To Documents

Final Exam Practice Problems 1

Multiple Choice Questions

For each question, show your work or give a reason explaining your answer. 4 points for the reason, 1 point for the correct answer.

  1. Roger Cotes was the first to publish a study on
    1. how well IQ scores fit the normal distribution.
    2. the applications of probability to economics.
    3. the theory of errors in astronomy.
    4. the uses of statistics in genetics.
    Ans: b.
  2. Which of these is another name for categorical variables?
      a. Continuous    b. Nominal    c. Ordinal    d. Scale

    Ans: b. Nominal means that the data is not numbers. This is the term used in SPSS.
  3. If Q1 = 1,230 and Q3 = 5,238, using the boxplot, the observation at 11,389 is
      a. a mild outlier   b. an extreme outlier   c. below the 75th percentile   d. the median 

    Ans: a.

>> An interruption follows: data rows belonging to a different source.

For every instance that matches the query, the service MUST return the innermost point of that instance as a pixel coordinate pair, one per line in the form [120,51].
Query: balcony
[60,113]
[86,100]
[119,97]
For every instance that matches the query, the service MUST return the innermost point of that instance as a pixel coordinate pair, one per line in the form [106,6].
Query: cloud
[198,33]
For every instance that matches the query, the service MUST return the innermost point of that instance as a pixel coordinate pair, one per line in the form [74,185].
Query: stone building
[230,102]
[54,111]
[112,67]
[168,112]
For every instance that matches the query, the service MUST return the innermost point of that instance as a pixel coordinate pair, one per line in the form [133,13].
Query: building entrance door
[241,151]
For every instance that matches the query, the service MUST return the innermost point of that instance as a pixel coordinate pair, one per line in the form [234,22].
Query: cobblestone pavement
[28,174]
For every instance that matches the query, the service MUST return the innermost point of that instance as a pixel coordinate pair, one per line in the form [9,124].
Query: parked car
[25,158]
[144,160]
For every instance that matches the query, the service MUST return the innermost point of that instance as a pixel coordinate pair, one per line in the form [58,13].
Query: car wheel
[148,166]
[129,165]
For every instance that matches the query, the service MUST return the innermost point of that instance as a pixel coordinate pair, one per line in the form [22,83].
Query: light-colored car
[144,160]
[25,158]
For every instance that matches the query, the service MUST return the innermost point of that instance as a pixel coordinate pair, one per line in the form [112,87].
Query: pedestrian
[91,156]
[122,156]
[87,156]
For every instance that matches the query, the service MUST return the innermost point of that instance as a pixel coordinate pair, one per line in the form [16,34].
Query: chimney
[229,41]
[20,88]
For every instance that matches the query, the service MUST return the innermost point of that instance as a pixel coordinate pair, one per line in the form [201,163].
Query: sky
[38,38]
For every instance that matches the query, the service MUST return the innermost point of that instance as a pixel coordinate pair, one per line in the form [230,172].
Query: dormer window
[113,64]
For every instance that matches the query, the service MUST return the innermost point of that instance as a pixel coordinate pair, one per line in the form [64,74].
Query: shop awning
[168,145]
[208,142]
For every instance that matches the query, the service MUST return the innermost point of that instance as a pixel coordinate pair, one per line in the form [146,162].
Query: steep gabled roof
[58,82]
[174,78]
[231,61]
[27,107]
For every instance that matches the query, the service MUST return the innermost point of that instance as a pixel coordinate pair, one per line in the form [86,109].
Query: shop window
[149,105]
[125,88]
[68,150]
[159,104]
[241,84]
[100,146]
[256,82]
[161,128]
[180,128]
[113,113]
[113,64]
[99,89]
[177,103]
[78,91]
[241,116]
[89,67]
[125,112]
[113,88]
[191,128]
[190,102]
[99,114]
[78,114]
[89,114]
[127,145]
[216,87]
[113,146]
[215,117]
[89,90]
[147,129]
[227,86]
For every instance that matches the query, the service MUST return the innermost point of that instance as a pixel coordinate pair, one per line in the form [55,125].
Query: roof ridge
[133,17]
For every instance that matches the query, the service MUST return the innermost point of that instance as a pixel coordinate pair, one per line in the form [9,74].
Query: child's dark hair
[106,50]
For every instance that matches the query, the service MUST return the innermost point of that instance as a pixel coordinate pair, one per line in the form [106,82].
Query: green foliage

IQR = 4,098. The inner fence to the right is at Q3 + 1.5 * IQR = 11,385. The inner fence to the right is at Q3 + 3.0 * IQR = 17,532. 11,389 is between the inner and outer fences, so it is a mild outlier.
  4. What percentage of IQ scores are over 160, assuming that IQ scores are normally distributed?
      a. 0.32%    b. 0.032%    c. 0.0032%    d. 0.00032%

    Ans: c: 0.0032%.
  5. For the curve shown below, the points shown in red are
      a. asymptotes   b. critical points   c. inflection points   d. outliers

    Ans: c: inflection points.
  6. The residual plot that we use in it223 consists of
    1. residuals plotted vs. normal scores
    2. residuals plotted vs. observation number
    3. residuals plotted vs. predicted values
    4. y-values plotted vs. x-values

    Ans: c. Definition of residual plot.

Short Essay Questions

For full credit, use complete sentences and paragraphs. Your explanation should make sense to someone that does not understand statistics, like your mother.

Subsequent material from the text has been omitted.